España alcanza más de 20.000 menas y extutelados, un 155% más

Predominio masculino con un 94% y crecimiento exponencial, con una edad media de 19 años de esos menas; marroquíes, en cabeza

España ha superado la barrera de los 20.000 menores extranjeros no acompañados (menas) y extutelados, alcanzando un total de 20.116 personas en septiembre de 2025, según datos del Ministerio de Inclusión, Seguridad Social y Migraciones liderado por Elma Saiz.

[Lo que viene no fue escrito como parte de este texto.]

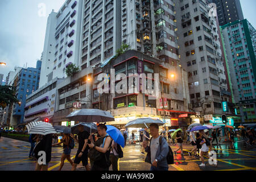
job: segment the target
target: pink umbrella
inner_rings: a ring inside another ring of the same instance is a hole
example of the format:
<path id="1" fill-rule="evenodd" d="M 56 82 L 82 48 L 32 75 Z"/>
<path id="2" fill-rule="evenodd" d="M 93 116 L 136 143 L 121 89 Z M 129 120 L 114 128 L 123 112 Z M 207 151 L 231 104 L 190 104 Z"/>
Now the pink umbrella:
<path id="1" fill-rule="evenodd" d="M 212 129 L 213 128 L 213 126 L 212 126 L 211 125 L 204 125 L 203 126 L 208 127 L 209 129 Z"/>

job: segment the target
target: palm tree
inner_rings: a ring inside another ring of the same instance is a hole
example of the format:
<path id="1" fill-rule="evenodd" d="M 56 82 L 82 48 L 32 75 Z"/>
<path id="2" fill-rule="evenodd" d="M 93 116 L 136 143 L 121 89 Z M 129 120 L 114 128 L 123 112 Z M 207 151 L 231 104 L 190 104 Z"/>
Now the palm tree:
<path id="1" fill-rule="evenodd" d="M 8 105 L 18 102 L 19 100 L 15 96 L 15 88 L 11 86 L 0 86 L 0 106 L 5 109 Z"/>

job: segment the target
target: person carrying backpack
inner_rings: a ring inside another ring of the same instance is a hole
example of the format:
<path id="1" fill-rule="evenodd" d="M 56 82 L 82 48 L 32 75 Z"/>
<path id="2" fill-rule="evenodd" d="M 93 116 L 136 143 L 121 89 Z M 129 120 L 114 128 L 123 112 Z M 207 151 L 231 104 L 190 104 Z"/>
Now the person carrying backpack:
<path id="1" fill-rule="evenodd" d="M 63 138 L 61 141 L 57 143 L 52 144 L 52 147 L 63 143 L 63 154 L 62 154 L 61 158 L 60 159 L 60 164 L 58 171 L 61 171 L 63 167 L 65 160 L 67 159 L 69 162 L 71 166 L 73 166 L 73 160 L 70 158 L 70 154 L 71 153 L 71 149 L 74 148 L 75 142 L 73 138 L 68 134 L 64 134 Z"/>
<path id="2" fill-rule="evenodd" d="M 166 140 L 159 135 L 157 124 L 152 123 L 150 127 L 150 133 L 152 136 L 150 140 L 150 146 L 145 142 L 142 143 L 145 151 L 147 152 L 145 162 L 151 164 L 150 171 L 168 171 L 169 167 L 167 155 L 169 146 Z"/>
<path id="3" fill-rule="evenodd" d="M 209 158 L 208 155 L 209 147 L 210 145 L 210 142 L 207 139 L 207 136 L 205 136 L 205 134 L 204 130 L 200 130 L 200 136 L 199 138 L 199 142 L 201 146 L 201 152 L 200 152 L 200 158 L 202 160 L 202 163 L 199 165 L 200 167 L 205 167 L 205 164 L 204 163 L 204 156 L 205 156 L 207 158 Z"/>
<path id="4" fill-rule="evenodd" d="M 109 171 L 111 165 L 109 160 L 112 138 L 106 133 L 107 127 L 105 124 L 97 126 L 98 133 L 101 138 L 94 142 L 88 144 L 90 148 L 88 156 L 93 161 L 92 171 Z"/>
<path id="5" fill-rule="evenodd" d="M 110 150 L 110 154 L 109 154 L 109 160 L 112 164 L 113 171 L 118 171 L 118 153 L 117 150 L 118 144 L 114 140 L 112 142 L 112 148 Z"/>

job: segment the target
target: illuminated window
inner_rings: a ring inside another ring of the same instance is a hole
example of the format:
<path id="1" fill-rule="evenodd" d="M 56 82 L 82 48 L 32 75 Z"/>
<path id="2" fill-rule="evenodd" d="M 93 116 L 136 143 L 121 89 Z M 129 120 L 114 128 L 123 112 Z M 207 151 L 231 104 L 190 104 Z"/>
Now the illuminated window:
<path id="1" fill-rule="evenodd" d="M 193 34 L 193 31 L 192 30 L 188 31 L 188 35 L 192 35 Z"/>

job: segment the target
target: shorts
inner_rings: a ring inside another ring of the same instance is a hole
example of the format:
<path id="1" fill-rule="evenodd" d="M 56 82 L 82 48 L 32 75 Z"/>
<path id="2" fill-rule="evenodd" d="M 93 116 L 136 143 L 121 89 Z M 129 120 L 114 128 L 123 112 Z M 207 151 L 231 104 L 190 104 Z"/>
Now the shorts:
<path id="1" fill-rule="evenodd" d="M 196 143 L 195 143 L 193 141 L 191 142 L 191 144 L 192 145 L 192 146 L 196 146 Z"/>
<path id="2" fill-rule="evenodd" d="M 78 155 L 80 154 L 80 152 L 81 151 L 77 151 L 76 157 L 75 158 L 74 163 L 79 164 L 81 160 L 83 166 L 87 166 L 88 164 L 88 153 L 86 152 L 85 151 L 84 151 L 82 156 L 81 158 L 79 158 Z"/>
<path id="3" fill-rule="evenodd" d="M 71 153 L 71 148 L 63 148 L 63 154 L 65 155 L 70 155 Z"/>

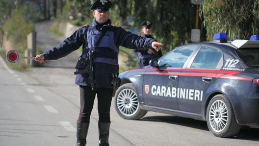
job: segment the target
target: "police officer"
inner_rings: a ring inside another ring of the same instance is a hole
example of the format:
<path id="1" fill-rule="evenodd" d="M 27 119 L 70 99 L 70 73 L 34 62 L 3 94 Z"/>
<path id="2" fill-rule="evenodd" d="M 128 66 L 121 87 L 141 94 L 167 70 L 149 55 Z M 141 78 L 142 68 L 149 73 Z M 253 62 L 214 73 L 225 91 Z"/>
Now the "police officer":
<path id="1" fill-rule="evenodd" d="M 142 32 L 143 34 L 142 37 L 154 39 L 151 35 L 152 32 L 153 23 L 150 21 L 144 22 L 142 24 Z M 163 55 L 161 50 L 155 52 L 154 49 L 150 48 L 147 49 L 134 49 L 134 52 L 137 52 L 139 59 L 138 66 L 139 68 L 149 65 L 149 61 L 152 59 L 158 59 Z"/>
<path id="2" fill-rule="evenodd" d="M 75 84 L 80 90 L 80 111 L 77 122 L 76 146 L 85 146 L 89 126 L 90 117 L 94 100 L 97 95 L 99 113 L 99 146 L 109 146 L 108 143 L 110 124 L 110 109 L 112 100 L 112 82 L 114 73 L 118 72 L 119 47 L 136 49 L 153 48 L 156 51 L 163 44 L 154 39 L 145 38 L 133 34 L 125 29 L 111 25 L 109 19 L 109 9 L 112 6 L 108 0 L 97 0 L 91 7 L 94 18 L 90 25 L 77 29 L 63 42 L 43 54 L 36 55 L 35 60 L 42 63 L 45 60 L 55 60 L 67 55 L 81 45 L 83 51 L 76 66 L 76 71 L 85 69 L 85 60 L 92 51 L 94 73 L 94 88 L 86 81 L 85 74 L 76 75 Z M 105 35 L 98 45 L 97 40 L 102 32 Z M 86 66 L 88 64 L 86 64 Z"/>

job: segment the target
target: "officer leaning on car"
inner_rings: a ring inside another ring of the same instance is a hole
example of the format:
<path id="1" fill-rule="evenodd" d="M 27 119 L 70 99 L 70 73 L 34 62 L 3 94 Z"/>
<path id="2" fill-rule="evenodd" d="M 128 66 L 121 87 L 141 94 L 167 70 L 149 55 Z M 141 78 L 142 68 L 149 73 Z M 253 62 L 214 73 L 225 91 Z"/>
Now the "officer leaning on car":
<path id="1" fill-rule="evenodd" d="M 155 39 L 151 35 L 152 24 L 153 23 L 148 20 L 142 23 L 141 24 L 142 27 L 141 31 L 143 34 L 141 36 Z M 158 59 L 163 55 L 161 50 L 156 52 L 151 48 L 146 49 L 135 49 L 134 51 L 138 53 L 139 59 L 138 67 L 140 68 L 149 65 L 150 60 L 155 58 Z"/>
<path id="2" fill-rule="evenodd" d="M 75 72 L 75 84 L 79 86 L 80 103 L 77 122 L 78 146 L 86 144 L 90 116 L 96 94 L 99 117 L 99 145 L 109 146 L 110 109 L 113 87 L 116 82 L 114 81 L 116 77 L 114 76 L 117 75 L 119 70 L 119 46 L 131 49 L 153 48 L 158 51 L 163 45 L 154 39 L 137 36 L 121 27 L 111 25 L 111 21 L 109 19 L 109 9 L 112 5 L 108 0 L 94 1 L 91 8 L 94 17 L 92 24 L 82 26 L 58 46 L 36 55 L 35 58 L 35 61 L 40 63 L 57 59 L 68 55 L 82 45 L 83 51 Z M 87 69 L 89 66 L 90 69 Z M 80 72 L 84 71 L 90 71 L 88 72 L 93 73 Z M 76 73 L 78 72 L 80 73 Z"/>

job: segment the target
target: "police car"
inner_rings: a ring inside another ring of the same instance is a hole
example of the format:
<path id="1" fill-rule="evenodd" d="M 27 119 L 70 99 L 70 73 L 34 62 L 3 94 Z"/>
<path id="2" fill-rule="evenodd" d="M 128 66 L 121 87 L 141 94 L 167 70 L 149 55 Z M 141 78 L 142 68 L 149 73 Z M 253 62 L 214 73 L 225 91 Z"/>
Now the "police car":
<path id="1" fill-rule="evenodd" d="M 115 108 L 137 120 L 147 111 L 207 121 L 216 136 L 259 128 L 259 35 L 179 46 L 143 69 L 120 73 Z"/>

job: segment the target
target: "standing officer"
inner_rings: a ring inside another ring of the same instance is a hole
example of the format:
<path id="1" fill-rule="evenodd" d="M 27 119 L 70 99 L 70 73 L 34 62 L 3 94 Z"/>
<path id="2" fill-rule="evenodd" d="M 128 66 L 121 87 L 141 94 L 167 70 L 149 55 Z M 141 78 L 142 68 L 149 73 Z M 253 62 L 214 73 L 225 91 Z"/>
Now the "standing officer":
<path id="1" fill-rule="evenodd" d="M 77 122 L 77 146 L 86 144 L 90 117 L 96 95 L 97 95 L 99 114 L 99 145 L 109 146 L 110 109 L 114 83 L 112 81 L 114 73 L 117 73 L 119 70 L 119 46 L 132 49 L 152 47 L 159 51 L 163 45 L 154 39 L 142 37 L 121 27 L 111 25 L 111 21 L 109 19 L 109 9 L 111 6 L 112 3 L 108 0 L 94 1 L 91 8 L 94 17 L 91 24 L 78 28 L 58 46 L 36 55 L 35 58 L 40 63 L 57 59 L 68 55 L 82 45 L 82 54 L 76 67 L 76 71 L 80 72 L 91 65 L 91 61 L 88 61 L 87 59 L 90 56 L 92 58 L 93 74 L 78 74 L 75 79 L 75 84 L 79 87 L 80 104 Z M 104 35 L 101 35 L 102 33 Z M 100 36 L 102 38 L 96 45 Z M 91 55 L 89 52 L 92 52 Z M 93 82 L 87 79 L 89 75 L 94 79 Z"/>
<path id="2" fill-rule="evenodd" d="M 142 26 L 142 32 L 143 33 L 142 37 L 154 39 L 151 35 L 152 32 L 152 23 L 150 21 L 143 22 L 141 25 Z M 139 59 L 138 66 L 140 68 L 149 65 L 149 61 L 152 59 L 158 58 L 163 55 L 162 51 L 159 50 L 157 52 L 154 49 L 134 49 L 134 52 L 137 52 Z"/>

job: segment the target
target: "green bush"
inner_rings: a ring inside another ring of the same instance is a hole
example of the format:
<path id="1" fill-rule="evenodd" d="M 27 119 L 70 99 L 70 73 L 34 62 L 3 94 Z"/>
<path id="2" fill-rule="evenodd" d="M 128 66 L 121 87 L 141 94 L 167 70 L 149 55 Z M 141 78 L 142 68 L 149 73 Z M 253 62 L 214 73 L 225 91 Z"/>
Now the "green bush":
<path id="1" fill-rule="evenodd" d="M 27 35 L 34 28 L 34 25 L 27 23 L 18 9 L 12 11 L 10 18 L 4 23 L 3 29 L 6 32 L 7 39 L 14 48 L 24 52 L 27 45 Z"/>

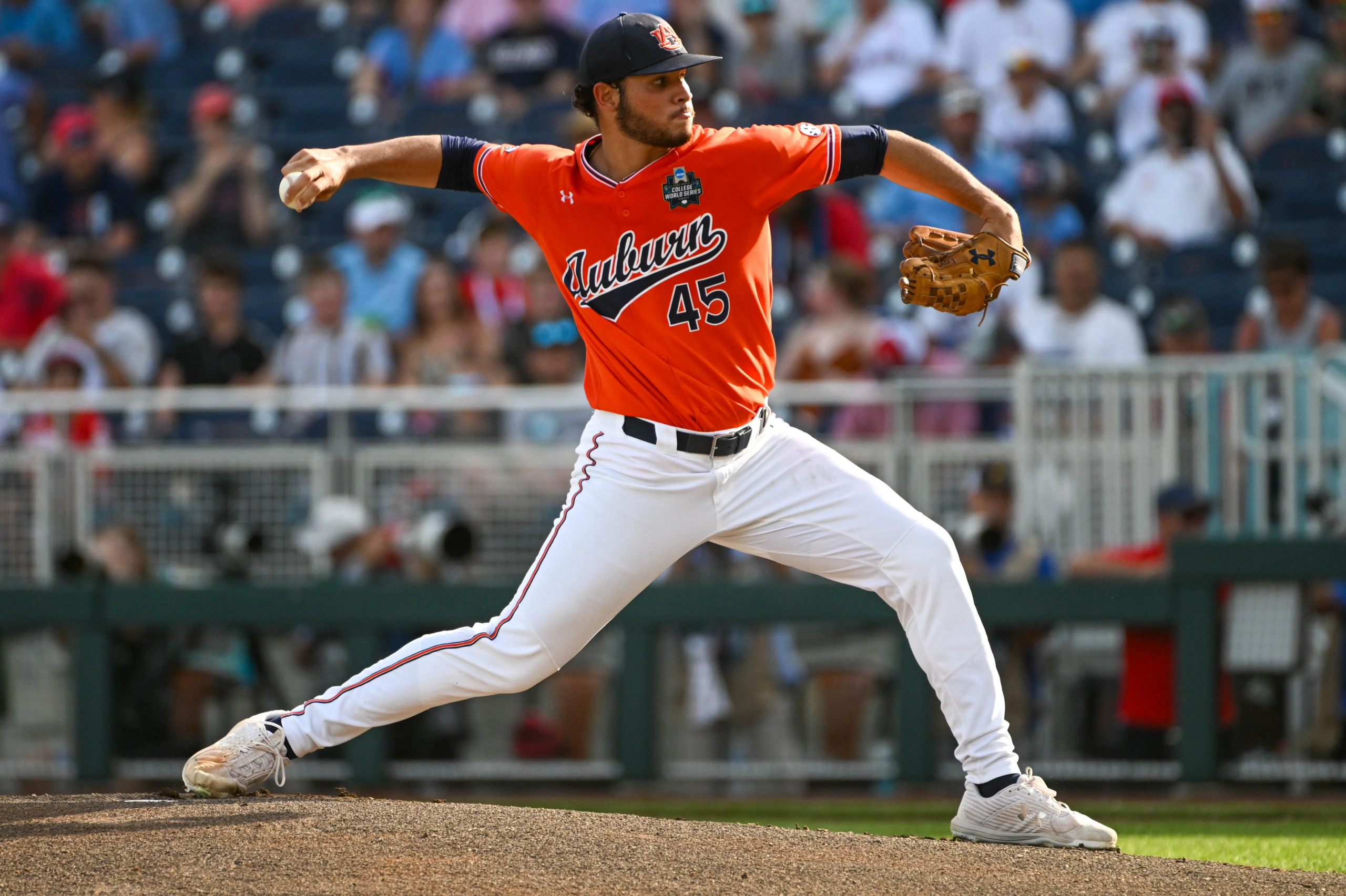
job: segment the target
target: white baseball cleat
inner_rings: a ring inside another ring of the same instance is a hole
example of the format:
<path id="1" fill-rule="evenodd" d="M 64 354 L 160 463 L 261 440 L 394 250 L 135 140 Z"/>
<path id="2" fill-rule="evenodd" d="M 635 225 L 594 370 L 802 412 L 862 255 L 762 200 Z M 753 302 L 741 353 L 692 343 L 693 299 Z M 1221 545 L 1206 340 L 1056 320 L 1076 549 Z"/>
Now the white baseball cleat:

Esta cifra representa un incremento del 155,3% respecto a junio de 2021, cuando se registraban 7.878 individuos, sumando 12.238 jóvenes más en poco más de cuatro años.

El perfil demográfico revela una edad media de 19 años, con un notable desequilibrio de género: solo el 6% son mujeres, lo que resalta la predominancia masculina en este grupo migratorio.

En cuanto a las edades, el segmento de 16-17 años ha crecido un 62,7%, pasando de 2.158 (27% del total) a 3.510 (17%). Sin embargo, el aumento más drástico se observa en el rango de 18-23 años, con un 190,3% de incremento, de 5.720 a 16.606 personas.

Casi el 97% de los menas entre 16 y 17 años cuentan con autorización temporal para residir y trabajar en España. No obstante, el Ministerio reconoce que su integración laboral es «compleja» debido a que su tarjeta de residencia no reconoce explícitamente el derecho al trabajo, lo que dificulta su inserción en el mercado laboral.

Más de la mitad, de Marruecos

Por nacionalidades, Marruecos lidera con 10.921 personas, representando el 54% del total, aunque ha descendido del 76% en 2021. Le siguen Gambia (2.567), Argelia (2.063), Senegal (1.680) y Mali (580), configurando un flujo migratorio mayoritariamente africano.

Este crecimiento exponencial plantea desafíos políticos y sociales. El Gobierno ha amenazado con sanciones a las comunidades autónomas que no acojan menas, mientras que regiones como el País Vasco y Cataluña no reciben ninguno, según informes previos. Expertos advierten sobre la necesidad de mejorar la integración para evitar exclusión social, en un contexto de creciente presión migratoria.

La situación subraya la urgencia de políticas coordinadas entre el Estado y las autonomías para gestionar este fenómeno, que impacta en recursos educativos, sanitarios y de vivienda. Fuentes ministeriales insisten en la protección de estos vulnerables, pero el debate sobre costos y distribución regional persiste sin datos detallados públicos.